Yury Selivanov <yseliva...@gmail.com> added the comment:

I've pushed a new version of the patch that I intend to merge tomorrow.

The last version has only one minor change: it uses fast-path for "slightly" 
non-compact dicts too (dicts don't use *at most* 3 entries).  This protects us 
from pathological cases when a huge dict being almost emptied with pop/del and 
then gets copied -- we indeed want the copy to be compact.
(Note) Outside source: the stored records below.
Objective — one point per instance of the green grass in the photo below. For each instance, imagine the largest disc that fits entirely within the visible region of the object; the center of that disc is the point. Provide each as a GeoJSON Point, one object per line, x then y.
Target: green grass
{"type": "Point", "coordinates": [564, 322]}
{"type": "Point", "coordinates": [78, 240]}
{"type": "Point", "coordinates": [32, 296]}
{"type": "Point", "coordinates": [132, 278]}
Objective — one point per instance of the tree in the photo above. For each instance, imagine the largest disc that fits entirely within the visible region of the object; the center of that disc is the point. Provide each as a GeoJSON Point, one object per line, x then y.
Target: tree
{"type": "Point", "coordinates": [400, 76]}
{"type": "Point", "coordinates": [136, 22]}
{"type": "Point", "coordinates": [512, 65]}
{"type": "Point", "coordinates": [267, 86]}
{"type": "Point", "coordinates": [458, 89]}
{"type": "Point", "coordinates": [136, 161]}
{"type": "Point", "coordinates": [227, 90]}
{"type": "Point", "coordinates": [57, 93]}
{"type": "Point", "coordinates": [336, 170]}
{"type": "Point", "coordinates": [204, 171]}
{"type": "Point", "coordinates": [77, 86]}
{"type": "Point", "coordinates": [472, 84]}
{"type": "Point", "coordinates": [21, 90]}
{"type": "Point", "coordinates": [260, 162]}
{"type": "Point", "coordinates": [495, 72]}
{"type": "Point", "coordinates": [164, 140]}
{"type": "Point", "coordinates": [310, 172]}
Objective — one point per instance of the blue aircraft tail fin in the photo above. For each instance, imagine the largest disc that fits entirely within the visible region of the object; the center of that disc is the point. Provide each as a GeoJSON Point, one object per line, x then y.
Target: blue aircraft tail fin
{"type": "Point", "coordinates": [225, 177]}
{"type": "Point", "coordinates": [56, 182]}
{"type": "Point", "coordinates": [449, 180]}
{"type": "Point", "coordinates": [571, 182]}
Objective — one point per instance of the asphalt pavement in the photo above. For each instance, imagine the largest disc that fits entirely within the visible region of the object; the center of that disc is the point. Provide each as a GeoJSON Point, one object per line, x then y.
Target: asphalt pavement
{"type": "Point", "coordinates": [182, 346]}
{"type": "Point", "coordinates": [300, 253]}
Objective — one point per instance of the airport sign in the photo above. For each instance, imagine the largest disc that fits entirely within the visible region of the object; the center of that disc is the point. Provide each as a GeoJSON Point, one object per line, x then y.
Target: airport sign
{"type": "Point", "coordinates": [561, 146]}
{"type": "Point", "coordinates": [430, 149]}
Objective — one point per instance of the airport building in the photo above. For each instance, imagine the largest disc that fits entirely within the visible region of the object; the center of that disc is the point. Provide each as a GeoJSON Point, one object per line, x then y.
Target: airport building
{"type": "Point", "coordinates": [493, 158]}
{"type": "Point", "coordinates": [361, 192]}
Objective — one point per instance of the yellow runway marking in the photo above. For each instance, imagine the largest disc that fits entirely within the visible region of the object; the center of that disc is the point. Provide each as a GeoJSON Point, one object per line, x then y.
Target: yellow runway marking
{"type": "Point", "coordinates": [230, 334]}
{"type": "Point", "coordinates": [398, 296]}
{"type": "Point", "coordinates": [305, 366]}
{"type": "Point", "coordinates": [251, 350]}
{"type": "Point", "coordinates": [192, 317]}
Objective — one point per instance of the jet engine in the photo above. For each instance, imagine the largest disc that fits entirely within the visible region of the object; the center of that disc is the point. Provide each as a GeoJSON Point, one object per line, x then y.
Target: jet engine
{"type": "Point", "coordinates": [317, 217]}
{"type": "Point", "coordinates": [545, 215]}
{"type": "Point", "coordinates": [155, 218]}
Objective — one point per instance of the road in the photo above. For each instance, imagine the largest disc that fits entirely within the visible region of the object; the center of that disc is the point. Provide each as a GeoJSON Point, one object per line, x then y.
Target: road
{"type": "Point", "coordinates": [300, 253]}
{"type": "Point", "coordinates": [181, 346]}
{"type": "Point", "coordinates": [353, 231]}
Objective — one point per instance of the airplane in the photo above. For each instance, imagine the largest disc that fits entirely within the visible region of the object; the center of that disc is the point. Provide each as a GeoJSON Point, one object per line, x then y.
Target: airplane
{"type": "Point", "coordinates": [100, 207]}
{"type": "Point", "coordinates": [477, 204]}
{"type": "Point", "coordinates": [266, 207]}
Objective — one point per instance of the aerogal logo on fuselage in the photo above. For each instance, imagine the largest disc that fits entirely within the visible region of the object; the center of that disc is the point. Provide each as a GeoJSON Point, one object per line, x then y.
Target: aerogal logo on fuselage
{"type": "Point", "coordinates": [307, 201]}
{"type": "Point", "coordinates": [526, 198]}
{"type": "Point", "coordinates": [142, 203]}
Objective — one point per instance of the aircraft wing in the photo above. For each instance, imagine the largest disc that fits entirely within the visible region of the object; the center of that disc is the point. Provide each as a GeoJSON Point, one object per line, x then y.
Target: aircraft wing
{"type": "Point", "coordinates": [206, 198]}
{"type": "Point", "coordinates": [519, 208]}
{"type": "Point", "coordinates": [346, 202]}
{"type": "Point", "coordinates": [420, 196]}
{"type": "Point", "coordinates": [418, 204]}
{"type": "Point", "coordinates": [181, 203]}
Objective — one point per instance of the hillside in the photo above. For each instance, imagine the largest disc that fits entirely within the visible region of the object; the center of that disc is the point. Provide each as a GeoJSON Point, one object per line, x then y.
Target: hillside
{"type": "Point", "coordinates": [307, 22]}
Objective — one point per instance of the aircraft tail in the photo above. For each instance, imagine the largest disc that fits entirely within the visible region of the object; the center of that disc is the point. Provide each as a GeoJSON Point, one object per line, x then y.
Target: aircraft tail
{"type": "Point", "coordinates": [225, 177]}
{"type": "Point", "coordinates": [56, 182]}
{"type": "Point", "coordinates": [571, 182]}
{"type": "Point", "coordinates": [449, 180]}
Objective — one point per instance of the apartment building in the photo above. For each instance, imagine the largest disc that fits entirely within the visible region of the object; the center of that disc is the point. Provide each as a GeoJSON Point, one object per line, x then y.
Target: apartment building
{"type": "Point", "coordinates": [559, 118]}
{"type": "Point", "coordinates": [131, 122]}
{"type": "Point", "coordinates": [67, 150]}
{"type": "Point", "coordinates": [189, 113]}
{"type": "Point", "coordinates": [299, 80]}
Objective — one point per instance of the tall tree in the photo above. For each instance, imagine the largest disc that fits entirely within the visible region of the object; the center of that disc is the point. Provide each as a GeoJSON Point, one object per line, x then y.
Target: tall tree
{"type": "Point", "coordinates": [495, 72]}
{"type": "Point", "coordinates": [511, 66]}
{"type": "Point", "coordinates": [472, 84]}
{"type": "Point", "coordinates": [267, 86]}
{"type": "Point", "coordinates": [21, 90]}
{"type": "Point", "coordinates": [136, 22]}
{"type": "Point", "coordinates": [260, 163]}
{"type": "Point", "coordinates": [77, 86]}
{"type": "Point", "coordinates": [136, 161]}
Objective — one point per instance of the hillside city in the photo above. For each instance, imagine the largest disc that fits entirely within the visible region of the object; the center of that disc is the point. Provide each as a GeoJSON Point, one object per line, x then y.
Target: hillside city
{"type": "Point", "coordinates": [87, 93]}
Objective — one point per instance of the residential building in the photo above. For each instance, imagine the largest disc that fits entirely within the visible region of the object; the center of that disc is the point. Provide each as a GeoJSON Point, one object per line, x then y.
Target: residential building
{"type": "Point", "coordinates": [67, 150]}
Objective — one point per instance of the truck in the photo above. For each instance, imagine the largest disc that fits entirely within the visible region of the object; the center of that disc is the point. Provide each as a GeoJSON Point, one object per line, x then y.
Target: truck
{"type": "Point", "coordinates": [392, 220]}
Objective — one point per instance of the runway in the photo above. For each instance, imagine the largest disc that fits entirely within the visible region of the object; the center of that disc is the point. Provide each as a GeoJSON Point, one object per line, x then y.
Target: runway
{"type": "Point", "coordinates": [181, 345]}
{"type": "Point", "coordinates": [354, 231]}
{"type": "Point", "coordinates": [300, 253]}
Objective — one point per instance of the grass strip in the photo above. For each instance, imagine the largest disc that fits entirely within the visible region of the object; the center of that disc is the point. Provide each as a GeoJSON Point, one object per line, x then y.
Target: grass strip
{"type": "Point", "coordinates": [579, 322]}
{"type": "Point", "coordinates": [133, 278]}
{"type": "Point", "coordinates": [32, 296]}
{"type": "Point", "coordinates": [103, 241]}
Although I believe that the real issue is that del and pop don't compact dicts 
from time to time, but I don't want that issue to hold off this patch in any 
way.

> If you will make dict copying removing holes and extend your patch to dict 
> constructor, it could be more useful.

It's already useful -- I'm supporting a large code base (>0.5M LOC) which uses 
dict.copy() extensively, and it shows up in profile.  I've seen it in many 
other places (particularly ORMs love to store information in dicts and use 
dict.copy() to track dirty state/changes).  Please don't say that dict.copy() 
is not a common operation or that dict(other_dict) is more common than 
other_dict.copy() -- that's simply incorrect.

> The side effect of this patch is making dict.copy() atomic. This is a worthy 
> feature if extent it to dict constructor.

I agree.  I'll work on that later in a follow-up PR.  Let's move in small steps.